How to be a community-minded mortgage broker

“When you first start out you don’t have the funds to help. Your most important asset is time.”

Mortgage broker, Mark Winter, became such an integral member of his local neighbourhood through his community engagement program, that the suburb of Springfield named a street after him.

So, how did Mark start out and, how did he get to where he is today?

“For me, it was about giving back to the community that has given me such a great deal - they gave me the opportunity to build a business. Starting out, I was always of the mind that if I ever made good money, I would give back.”

It all began for Mark with a golf day that he hosted to get some lenders on side and raise a little money in the process for a local charity - Westside Community Care. That golf day has continued every year for the past five years.

But it doesn’t end there. Mark has developed a community program that gives back in a diverse way: he hosts charity cricket games on Australia Day, runs Family Fun Days with local dance troops and he brings a choir out to Australia made up of orphans from Uganda.

Mark is leading a Loan Market group-wide community initiative building an orphanage in Fiji and his business supports missions in Cambodia to help struggling communities to become self sufficient and live off the land. Mark has set up two rugby clubs in his local area and sponsors his local golf club.

For time-poor mortgage brokers, developing community campaigns might seem overwhelming and all-consuming. Mark believes all brokers can make a positive impact in their community, and it all starts with five simple steps.

Get to know your local area

You need to know what’s happening. What other businesses are supporting the community? How many schools are in your area? What are the local charities? You need to know as much about your community as you do your clients, and you need to know what areas you want to support.
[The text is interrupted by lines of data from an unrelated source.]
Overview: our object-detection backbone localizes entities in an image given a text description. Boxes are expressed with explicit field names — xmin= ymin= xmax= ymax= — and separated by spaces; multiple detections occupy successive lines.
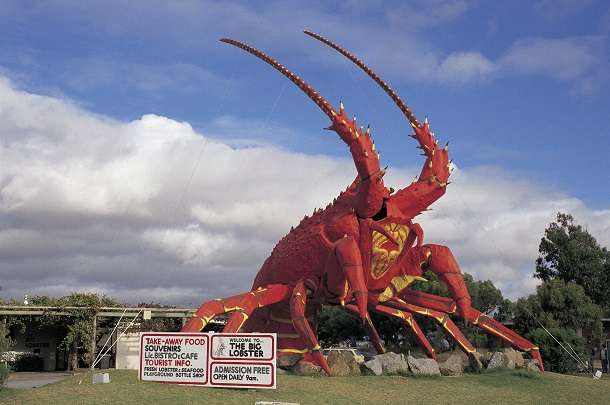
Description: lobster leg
xmin=181 ymin=284 xmax=291 ymax=332
xmin=468 ymin=309 xmax=544 ymax=371
xmin=385 ymin=299 xmax=476 ymax=353
xmin=399 ymin=244 xmax=544 ymax=370
xmin=346 ymin=304 xmax=436 ymax=359
xmin=327 ymin=235 xmax=369 ymax=321
xmin=344 ymin=304 xmax=385 ymax=354
xmin=290 ymin=279 xmax=330 ymax=375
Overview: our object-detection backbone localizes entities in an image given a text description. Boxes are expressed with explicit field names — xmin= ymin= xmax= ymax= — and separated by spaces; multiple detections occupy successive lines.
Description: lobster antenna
xmin=303 ymin=31 xmax=419 ymax=127
xmin=221 ymin=38 xmax=337 ymax=121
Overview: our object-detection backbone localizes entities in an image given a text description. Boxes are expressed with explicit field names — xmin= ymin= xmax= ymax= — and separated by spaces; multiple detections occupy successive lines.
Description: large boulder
xmin=438 ymin=353 xmax=464 ymax=375
xmin=326 ymin=350 xmax=360 ymax=377
xmin=502 ymin=347 xmax=525 ymax=368
xmin=468 ymin=352 xmax=485 ymax=373
xmin=407 ymin=355 xmax=441 ymax=375
xmin=362 ymin=358 xmax=383 ymax=375
xmin=487 ymin=352 xmax=508 ymax=370
xmin=374 ymin=352 xmax=409 ymax=374
xmin=523 ymin=359 xmax=540 ymax=373
xmin=292 ymin=360 xmax=324 ymax=375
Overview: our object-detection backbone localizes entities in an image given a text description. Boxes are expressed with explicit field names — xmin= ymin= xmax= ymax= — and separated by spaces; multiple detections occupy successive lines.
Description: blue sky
xmin=0 ymin=0 xmax=610 ymax=207
xmin=0 ymin=0 xmax=610 ymax=305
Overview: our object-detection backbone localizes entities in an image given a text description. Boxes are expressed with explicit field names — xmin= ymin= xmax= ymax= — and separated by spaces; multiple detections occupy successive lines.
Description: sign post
xmin=138 ymin=332 xmax=276 ymax=389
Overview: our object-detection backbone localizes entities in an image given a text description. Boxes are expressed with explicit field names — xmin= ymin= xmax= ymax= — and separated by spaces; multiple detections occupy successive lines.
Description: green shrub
xmin=0 ymin=362 xmax=9 ymax=387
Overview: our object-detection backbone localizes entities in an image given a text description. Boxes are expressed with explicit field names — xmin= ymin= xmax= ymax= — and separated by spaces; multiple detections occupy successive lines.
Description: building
xmin=0 ymin=305 xmax=226 ymax=371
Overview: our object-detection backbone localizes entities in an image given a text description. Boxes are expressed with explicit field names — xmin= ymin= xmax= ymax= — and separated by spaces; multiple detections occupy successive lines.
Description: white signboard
xmin=140 ymin=333 xmax=209 ymax=384
xmin=139 ymin=332 xmax=276 ymax=388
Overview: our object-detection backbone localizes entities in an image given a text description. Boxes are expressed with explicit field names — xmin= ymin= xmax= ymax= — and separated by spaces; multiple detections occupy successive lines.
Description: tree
xmin=513 ymin=280 xmax=603 ymax=373
xmin=318 ymin=305 xmax=364 ymax=346
xmin=534 ymin=213 xmax=610 ymax=311
xmin=0 ymin=319 xmax=13 ymax=387
xmin=30 ymin=293 xmax=117 ymax=370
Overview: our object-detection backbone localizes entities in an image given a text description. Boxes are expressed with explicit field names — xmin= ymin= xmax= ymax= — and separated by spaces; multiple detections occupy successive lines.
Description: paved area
xmin=6 ymin=372 xmax=72 ymax=389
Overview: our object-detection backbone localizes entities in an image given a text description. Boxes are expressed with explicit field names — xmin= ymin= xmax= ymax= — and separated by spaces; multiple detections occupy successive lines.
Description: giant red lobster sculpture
xmin=182 ymin=31 xmax=542 ymax=374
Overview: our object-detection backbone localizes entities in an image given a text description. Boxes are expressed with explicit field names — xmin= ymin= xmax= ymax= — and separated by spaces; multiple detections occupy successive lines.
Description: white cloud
xmin=0 ymin=79 xmax=610 ymax=305
xmin=498 ymin=37 xmax=599 ymax=80
xmin=438 ymin=51 xmax=494 ymax=83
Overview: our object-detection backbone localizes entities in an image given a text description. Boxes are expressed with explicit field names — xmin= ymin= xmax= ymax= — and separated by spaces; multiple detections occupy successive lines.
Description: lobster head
xmin=221 ymin=31 xmax=450 ymax=222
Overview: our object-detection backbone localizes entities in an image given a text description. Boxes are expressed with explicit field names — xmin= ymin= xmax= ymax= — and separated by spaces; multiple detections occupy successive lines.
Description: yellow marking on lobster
xmin=371 ymin=224 xmax=409 ymax=280
xmin=379 ymin=275 xmax=428 ymax=302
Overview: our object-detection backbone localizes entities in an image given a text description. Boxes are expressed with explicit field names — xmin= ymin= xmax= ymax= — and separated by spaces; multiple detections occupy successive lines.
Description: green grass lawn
xmin=0 ymin=370 xmax=610 ymax=405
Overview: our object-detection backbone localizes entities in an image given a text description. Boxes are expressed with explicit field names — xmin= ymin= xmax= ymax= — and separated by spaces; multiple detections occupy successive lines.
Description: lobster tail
xmin=303 ymin=31 xmax=420 ymax=127
xmin=221 ymin=38 xmax=337 ymax=120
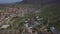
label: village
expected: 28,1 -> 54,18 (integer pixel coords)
0,7 -> 58,34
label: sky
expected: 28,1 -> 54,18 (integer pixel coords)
0,0 -> 22,4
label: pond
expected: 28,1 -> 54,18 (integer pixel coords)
0,0 -> 22,4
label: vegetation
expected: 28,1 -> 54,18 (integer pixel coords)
41,5 -> 60,30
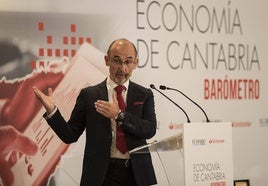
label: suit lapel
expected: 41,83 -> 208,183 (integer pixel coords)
127,81 -> 136,110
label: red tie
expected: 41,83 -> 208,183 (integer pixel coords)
115,85 -> 128,154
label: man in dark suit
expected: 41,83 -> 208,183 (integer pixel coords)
33,39 -> 156,186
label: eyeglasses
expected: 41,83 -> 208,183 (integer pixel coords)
110,58 -> 136,67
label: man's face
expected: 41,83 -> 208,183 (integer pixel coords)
105,40 -> 138,85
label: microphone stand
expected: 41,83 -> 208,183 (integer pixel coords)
150,84 -> 190,123
159,85 -> 210,122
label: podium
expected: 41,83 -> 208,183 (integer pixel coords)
130,122 -> 233,186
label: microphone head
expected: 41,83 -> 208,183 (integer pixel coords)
150,84 -> 155,89
159,85 -> 167,90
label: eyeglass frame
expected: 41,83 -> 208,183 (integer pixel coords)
109,57 -> 137,67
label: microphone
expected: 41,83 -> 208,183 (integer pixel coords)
150,84 -> 190,123
159,85 -> 210,122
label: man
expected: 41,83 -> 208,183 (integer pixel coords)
33,39 -> 156,186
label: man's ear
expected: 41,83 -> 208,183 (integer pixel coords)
104,55 -> 110,66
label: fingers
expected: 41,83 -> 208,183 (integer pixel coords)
95,100 -> 119,119
33,86 -> 45,100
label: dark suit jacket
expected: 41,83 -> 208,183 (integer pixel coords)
47,80 -> 156,186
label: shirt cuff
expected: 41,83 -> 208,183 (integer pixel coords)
46,106 -> 58,119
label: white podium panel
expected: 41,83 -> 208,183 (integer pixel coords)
183,122 -> 233,186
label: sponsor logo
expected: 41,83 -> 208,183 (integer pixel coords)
192,139 -> 206,146
208,139 -> 224,144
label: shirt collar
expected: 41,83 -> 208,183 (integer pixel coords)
106,76 -> 129,90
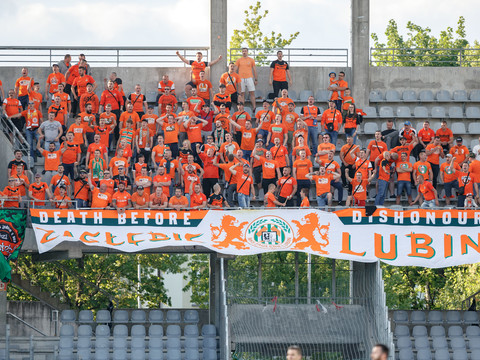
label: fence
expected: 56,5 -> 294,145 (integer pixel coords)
229,48 -> 348,67
0,46 -> 209,67
370,48 -> 480,67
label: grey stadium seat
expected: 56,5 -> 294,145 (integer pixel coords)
413,106 -> 428,119
113,310 -> 128,324
362,106 -> 377,118
432,337 -> 448,350
78,310 -> 93,323
465,106 -> 480,119
60,310 -> 76,323
397,336 -> 412,350
453,90 -> 468,102
435,349 -> 450,360
363,122 -> 378,135
447,310 -> 465,324
398,349 -> 413,360
410,310 -> 426,324
130,309 -> 147,323
448,106 -> 463,119
183,310 -> 199,324
470,90 -> 480,102
418,90 -> 433,102
435,90 -> 452,102
448,325 -> 463,338
430,325 -> 445,338
299,90 -> 313,102
432,106 -> 447,118
412,325 -> 427,337
385,90 -> 400,102
368,90 -> 383,102
378,106 -> 393,118
167,325 -> 182,338
167,310 -> 182,323
96,310 -> 112,324
428,310 -> 443,324
393,310 -> 408,324
402,90 -> 417,102
148,310 -> 163,324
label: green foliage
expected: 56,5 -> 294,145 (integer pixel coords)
230,1 -> 300,66
371,16 -> 480,66
7,254 -> 186,309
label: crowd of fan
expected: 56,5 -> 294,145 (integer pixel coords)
0,49 -> 480,211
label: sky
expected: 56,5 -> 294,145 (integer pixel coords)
0,0 -> 480,48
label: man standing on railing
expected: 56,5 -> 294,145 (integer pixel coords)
269,50 -> 292,98
176,51 -> 222,98
235,48 -> 258,115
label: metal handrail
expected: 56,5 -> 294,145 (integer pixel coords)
7,311 -> 48,336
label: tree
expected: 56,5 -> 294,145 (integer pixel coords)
7,254 -> 187,309
230,1 -> 300,65
371,16 -> 480,66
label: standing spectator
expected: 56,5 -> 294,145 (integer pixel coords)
450,136 -> 470,166
45,64 -> 66,102
128,84 -> 148,119
435,120 -> 453,154
176,51 -> 222,98
320,100 -> 343,146
293,150 -> 313,206
300,96 -> 322,150
38,112 -> 63,150
425,136 -> 445,189
230,162 -> 255,209
410,175 -> 440,209
220,62 -> 243,104
277,166 -> 297,207
15,67 -> 33,110
268,50 -> 292,98
396,152 -> 413,205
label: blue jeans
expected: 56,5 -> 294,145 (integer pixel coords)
325,131 -> 338,146
375,179 -> 388,205
237,193 -> 250,209
345,128 -> 357,144
26,129 -> 40,160
306,125 -> 318,156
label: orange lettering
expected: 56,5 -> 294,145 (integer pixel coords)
407,233 -> 435,259
340,232 -> 366,256
374,233 -> 397,260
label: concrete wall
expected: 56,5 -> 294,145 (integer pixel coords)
370,67 -> 480,92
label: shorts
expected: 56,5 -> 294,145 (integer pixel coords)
253,166 -> 262,184
241,78 -> 255,93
Be prepared to get your hands dirty

If you don’t have the money to contribute, you have time. If you don’t have the time, you usually have money. Choose one as a starting point. You might be surprised how valuable donating your time can be.

Talk to the local rags

Get in touch with your local papers and community radio stations - you can’t sell a secret. You need to put yourself out there and promote what you’re doing. And it doesn’t have to cost money; if you’ve got a story to tell, a local journalist will usually listen.

Trust that it works

As an industry, a lot of our business is word of mouth. It’s not just repeat business, it’s the people within the community who talk about us to their neighbours and friends. You have got to be seen and you have to be known.

Until your business is making decent money time is your best asset - that’s what you can contribute, and that’s how I started. It takes a number of years to build up, but if you keep at it, and truly believe in it, it’ll work. Your business will benefit from the effort you put back into the community.

Be proud of getting involved

Don’t shy away from recognition for your community work - the community will want to thank you. Remember, you aren’t in it for the accolades, but always appreciate those who recognise you. The relationship will benefit from it.